Posted by: Peter on October 11, 2006 4:40 PM

Now the latest reports say that the pilot of the aircraft had made an emergency call about a fuel problem.

Posted by: Peter on October 11, 2006 4:46 PM

Another update: reports now say that the aircraft was registered to Yankees pitcher Cory Lidle.

Posted by: David on October 11, 2006 5:05 PM

Weird -- I think that's the same building my cousin used to live in, and where I stayed for a time when I first moved to NYC for grad school. Don't recall the floor, but it was fairly high up and facing the river: just like the area of impact.

Posted by: David on October 11, 2006 5:44 PM

Now it looks like it was the building across the street. Still feels pretty strange.

Posted by: Roger Sweeny on October 11, 2006 7:27 PM

It's now been confirmed that it was Cory Lidle, a pitcher for the NY Yankees baseball team, and a flight instructor.

I wonder how many planes crashed into buildings before and we never remembered because there wasn't something memorable that it reminded us of.

Posted by: Kate on October 11, 2006 8:47 PM

Yeah, this would have never happened if the Yankees had made it to the ALCS.

Posted by: Warmongering Lunatic on October 11, 2006 11:46 PM

Yeah, this would have never happened if the Yankees had made it to the ALCS.

More deaths to lay at the feet of those Tigers.

Posted by: Rofe on October 12, 2006 3:50 AM

Thank you, Paul, for the illuminating comment. Now it's clear to everyone that most everything you say should be double-wrapped in day-old newspaper and tossed in the trash.

Cheers,

Posted by: markm on October 12, 2006 8:06 AM

"the type of major attack involving 737s is pretty much obsolete for obvious reasons." Err, not quite. Anyone trying to hijack a passenger plane in regular service is going to get mobbed by the passengers, but I can see some possibilities:

1) Charter airplanes. I doubt that we can prevent all Saudi multimillionaires from renting an airliner for themselves and a few friends - and I doubt our intelligence is good enough to be 100% sure of catching the case where those friends are suicidal Islamists.

2) Freight planes. These are mostly just modified airliner, you don't have to worry about passengers, and you might be able to load it with flammable cargo. There are at least three possibilities for putting a suicidal terrorist at the controls: get a job as a pilot and wait (probably years) for the right time, kidnap an aircrew and substitute your people (takes lots of planning and fake ID's), or get a job as cargo handlers and use that access to smuggle hijackers aboard.
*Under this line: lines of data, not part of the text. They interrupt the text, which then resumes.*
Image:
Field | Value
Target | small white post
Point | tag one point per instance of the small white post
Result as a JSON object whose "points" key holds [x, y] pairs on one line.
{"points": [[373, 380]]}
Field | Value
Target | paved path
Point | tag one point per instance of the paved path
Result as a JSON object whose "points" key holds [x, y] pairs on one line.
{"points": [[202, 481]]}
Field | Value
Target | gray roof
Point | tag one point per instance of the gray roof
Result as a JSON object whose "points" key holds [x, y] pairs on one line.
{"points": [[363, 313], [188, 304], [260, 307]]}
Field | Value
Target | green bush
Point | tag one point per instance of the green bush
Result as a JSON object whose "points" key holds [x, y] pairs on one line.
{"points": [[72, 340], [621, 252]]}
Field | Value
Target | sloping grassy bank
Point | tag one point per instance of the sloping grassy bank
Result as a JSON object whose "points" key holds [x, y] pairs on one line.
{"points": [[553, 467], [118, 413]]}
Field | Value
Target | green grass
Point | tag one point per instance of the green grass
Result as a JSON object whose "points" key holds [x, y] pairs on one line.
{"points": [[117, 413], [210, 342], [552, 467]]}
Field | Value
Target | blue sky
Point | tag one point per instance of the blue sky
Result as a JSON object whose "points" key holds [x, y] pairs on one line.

All the cargo plane possibilities take long range planning over a year or more, but AQ used to be quite capable of that, and some cells may still be - or there may be other terrorist organizations that we just don't know much about yet. That last possibility worries me the most, because immigrants often get into jobs like cargo handling because they're the only ones that really want them.